Colin's Journal: A place for thoughts about politics, software, and daily life.
There’s a small debate on the use of English on the continent going on thanks to Bjørn Stærk, with Tobias Schwarz providing some dialogue. It’s hard as a native English speaker, who knows no other languages, to comment on this issue with any level of authority. One aspect I feel I can comment on is mentioned by Tobias, and that’s the use of English as the language between people who speak two different languages (in this case Germans and the French using English as a common language).
The important aspect to this is not it’s evident benefit to the likes of me, but that it pushes forward the ideal of a Europe that can identify with it’s self. A Europe that can speak a common language, along with it’s common currency, is a Europe full of people more likely to get along with one another. In this sense any common choice of language would be fine, that it’s English just brings the bonus of being able to communicate with large chunks of the rest of the world.
I can definitely agree with Bjørn in welcoming the opportunity to read the views of Continentals in English. I’ve tried to track down European weblogs that are written in English, and I’ve not had much luck. The most promising list I found does not break up the weblogs by language, and seems to feature many broken links. Maybe I should start a list myself…
I’m nearly done with the refactoring of SimpleTAL for version 2.0. All of the unit test cases that I have now pass, both for HTML and XML templates, and I’ve even added a few more to cover some commands that were not tested before. As part of final testing I updated my weblog software to use the new version, and found some interesting relics.
This weblog has archives going back to my first ever post, back long before my current weblog software was written. I started out with a few python scripts that would grab HTML files and merge them together looking for special tags in a template file; it was very crude but it mostly worked. The current system stores all my posts as XML, has TAL templates, and some cunning logic in between. When I moved to this new system I had to port over all the old posts to the new format if I wanted to keep a consistent history. The cut-over didn’t happen cleanly however, and there were a small number of posts which had strange XML source files.
The files had the content body of the posting encapsulated in a CDATA section, and were also escaped using entity references. In SimpleTAL 1.x the posting body would be sent through an SGML parser prior to inclusion in the template, and that parser would expand the entity references back into normal characters. In SimpleTAL 2.0 content structure is not sent through a parser (if you need to use TAL in the structure then you can create a compiled template before placing it into the context), and so the entity references would be included as literal text. A few search-and-replace commands have sorted those postings out, and it looks like the new version of SimpleTAL works reasonably well with my weblog system.

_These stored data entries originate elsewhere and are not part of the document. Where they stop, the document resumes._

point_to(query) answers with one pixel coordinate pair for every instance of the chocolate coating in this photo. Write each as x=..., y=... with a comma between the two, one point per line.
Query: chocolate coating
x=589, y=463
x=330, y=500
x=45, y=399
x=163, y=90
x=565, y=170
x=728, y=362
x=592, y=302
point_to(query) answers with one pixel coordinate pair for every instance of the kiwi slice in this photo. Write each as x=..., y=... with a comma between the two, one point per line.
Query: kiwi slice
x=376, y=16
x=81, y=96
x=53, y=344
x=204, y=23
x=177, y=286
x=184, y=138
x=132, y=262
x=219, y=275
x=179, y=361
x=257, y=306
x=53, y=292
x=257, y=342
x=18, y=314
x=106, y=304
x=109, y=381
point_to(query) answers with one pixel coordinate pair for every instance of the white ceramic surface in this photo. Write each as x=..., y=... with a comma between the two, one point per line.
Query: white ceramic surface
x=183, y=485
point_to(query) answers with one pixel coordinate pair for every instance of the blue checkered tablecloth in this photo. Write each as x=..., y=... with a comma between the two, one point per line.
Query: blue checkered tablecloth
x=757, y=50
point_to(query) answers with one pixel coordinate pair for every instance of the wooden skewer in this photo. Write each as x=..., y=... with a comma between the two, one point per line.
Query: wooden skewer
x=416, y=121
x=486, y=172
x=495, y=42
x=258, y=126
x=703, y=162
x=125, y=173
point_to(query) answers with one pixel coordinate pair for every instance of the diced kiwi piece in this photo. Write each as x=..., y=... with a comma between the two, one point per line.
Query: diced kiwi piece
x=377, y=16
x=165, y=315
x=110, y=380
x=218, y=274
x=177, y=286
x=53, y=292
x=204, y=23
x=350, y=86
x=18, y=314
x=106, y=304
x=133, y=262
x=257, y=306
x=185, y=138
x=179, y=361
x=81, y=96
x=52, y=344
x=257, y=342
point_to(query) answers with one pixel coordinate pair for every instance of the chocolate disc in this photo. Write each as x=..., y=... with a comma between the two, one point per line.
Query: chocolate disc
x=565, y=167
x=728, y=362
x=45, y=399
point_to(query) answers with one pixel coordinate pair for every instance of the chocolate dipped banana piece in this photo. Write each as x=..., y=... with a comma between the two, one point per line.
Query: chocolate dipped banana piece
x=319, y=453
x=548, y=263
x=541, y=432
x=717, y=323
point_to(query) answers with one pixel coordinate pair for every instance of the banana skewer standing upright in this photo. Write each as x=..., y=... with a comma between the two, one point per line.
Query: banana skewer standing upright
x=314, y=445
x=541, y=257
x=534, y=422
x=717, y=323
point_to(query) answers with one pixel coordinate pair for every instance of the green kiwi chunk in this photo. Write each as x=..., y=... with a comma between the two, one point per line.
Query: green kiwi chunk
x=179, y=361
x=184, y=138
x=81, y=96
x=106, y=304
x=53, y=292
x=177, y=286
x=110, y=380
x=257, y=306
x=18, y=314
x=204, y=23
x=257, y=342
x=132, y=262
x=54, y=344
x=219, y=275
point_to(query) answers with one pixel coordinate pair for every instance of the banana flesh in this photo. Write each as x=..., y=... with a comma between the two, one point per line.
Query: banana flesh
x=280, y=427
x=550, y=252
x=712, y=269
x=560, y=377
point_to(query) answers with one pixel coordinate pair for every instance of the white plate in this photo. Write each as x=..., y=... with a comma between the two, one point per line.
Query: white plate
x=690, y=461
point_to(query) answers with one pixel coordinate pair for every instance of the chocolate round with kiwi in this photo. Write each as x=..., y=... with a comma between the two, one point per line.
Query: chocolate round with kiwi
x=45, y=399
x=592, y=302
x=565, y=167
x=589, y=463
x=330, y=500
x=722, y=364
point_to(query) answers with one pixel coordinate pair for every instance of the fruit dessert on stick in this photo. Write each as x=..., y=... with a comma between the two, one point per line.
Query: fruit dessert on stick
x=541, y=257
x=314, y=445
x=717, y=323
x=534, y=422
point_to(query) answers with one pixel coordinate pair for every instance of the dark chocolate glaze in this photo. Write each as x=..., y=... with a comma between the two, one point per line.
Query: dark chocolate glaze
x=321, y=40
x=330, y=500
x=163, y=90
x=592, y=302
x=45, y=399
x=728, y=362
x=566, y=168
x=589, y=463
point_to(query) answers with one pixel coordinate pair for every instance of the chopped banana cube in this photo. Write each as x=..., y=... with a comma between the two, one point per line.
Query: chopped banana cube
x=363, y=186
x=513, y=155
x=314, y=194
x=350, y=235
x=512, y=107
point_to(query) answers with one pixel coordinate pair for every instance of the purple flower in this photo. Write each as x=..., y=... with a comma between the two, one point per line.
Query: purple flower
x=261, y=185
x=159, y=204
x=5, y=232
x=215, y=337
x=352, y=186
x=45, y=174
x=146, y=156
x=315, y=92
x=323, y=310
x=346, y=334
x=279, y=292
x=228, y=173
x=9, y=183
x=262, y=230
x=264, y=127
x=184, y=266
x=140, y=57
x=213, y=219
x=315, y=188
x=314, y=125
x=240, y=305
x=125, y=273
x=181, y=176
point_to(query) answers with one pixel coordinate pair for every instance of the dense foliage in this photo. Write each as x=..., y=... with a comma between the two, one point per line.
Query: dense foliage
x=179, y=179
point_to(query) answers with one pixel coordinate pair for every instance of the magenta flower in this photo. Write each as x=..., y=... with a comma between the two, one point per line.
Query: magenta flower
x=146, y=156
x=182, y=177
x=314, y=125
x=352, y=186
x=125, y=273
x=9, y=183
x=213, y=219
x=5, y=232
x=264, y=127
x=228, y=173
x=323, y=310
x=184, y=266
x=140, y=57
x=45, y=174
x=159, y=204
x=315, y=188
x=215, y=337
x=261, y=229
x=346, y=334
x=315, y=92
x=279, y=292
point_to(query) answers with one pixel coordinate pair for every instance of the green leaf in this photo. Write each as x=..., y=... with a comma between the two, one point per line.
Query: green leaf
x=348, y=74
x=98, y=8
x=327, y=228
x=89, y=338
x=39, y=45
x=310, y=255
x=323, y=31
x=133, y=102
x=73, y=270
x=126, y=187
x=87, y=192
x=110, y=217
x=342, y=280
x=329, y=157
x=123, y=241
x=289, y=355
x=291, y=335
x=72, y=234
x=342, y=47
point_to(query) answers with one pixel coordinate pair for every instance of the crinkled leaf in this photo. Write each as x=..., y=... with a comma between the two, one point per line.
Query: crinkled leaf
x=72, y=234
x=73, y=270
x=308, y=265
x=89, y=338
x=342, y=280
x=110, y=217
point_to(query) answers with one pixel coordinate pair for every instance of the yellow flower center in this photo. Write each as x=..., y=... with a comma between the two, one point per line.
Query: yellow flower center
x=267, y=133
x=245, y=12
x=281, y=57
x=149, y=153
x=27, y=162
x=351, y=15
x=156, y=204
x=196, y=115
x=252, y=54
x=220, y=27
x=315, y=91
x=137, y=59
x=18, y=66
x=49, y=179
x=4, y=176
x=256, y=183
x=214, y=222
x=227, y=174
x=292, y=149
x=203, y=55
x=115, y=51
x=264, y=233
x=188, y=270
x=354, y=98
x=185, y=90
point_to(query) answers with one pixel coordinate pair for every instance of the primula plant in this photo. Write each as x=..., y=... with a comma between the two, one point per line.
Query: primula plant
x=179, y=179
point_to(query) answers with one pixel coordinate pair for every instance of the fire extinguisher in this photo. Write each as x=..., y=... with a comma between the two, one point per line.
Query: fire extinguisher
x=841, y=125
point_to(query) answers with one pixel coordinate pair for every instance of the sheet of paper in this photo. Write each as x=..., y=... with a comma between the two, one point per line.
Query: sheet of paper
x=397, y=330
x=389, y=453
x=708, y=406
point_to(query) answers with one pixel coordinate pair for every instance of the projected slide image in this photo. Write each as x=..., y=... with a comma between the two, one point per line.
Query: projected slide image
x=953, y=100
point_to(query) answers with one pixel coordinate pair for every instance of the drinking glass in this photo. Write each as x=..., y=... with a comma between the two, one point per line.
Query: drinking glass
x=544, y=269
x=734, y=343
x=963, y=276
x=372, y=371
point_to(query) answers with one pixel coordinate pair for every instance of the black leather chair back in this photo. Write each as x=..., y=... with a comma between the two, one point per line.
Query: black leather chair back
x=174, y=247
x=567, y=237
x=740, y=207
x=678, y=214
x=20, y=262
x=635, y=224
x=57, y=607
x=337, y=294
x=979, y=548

I have some documentation and clean-up work to do prior to releasing SimpleTAL 2.0, but it shouldn’t take me long to do. The performance of the new engine is pretty good, anywhere between 1.5X and 7X faster than the current version (depending on the type of template). The top performance is a little lower (~70 templates/sec) than I achieved with my prototype version, but I had expected that there would be some sort of drop once the character encoding conversion and other must have features were added.
Yesterday I thought I would take a look at the performance of SimpleTAL, and look to see if there were any easy ways of improving it. I took a small (one screen full) template consisting of lots of ordinary text, a repeat command, and a couple of content commands, and timed SimpleTAL expanding it 200 times. The result was around 5 templates/sec.
I had an idea of pre-parsing the template and turning it into a series of events (start tag, data, and end tag). I implemented this fairly quickly, and found that performance improved up to the 11 templates/sec mark. I know, however, that Zope’s TAL engine can go significantly faster than this, so I started looking at it again and trying to work out how I could improve things significantly.
The current SimpleTAL implementation uses OO methodology fairly heavily. This means that for each tag in the template an object is created, and at least one handler object (often more). The tag is then passed to each handler which does various things to it based on the evaluated expressions coming back from the simpleTALES module. The result is that for a given run of the template, even with the HTML/XML parsing done before hand, there is a significant amount of object creation (expensive), a large number of method calls rather than variable access (expensive) and text manipulation/parsing.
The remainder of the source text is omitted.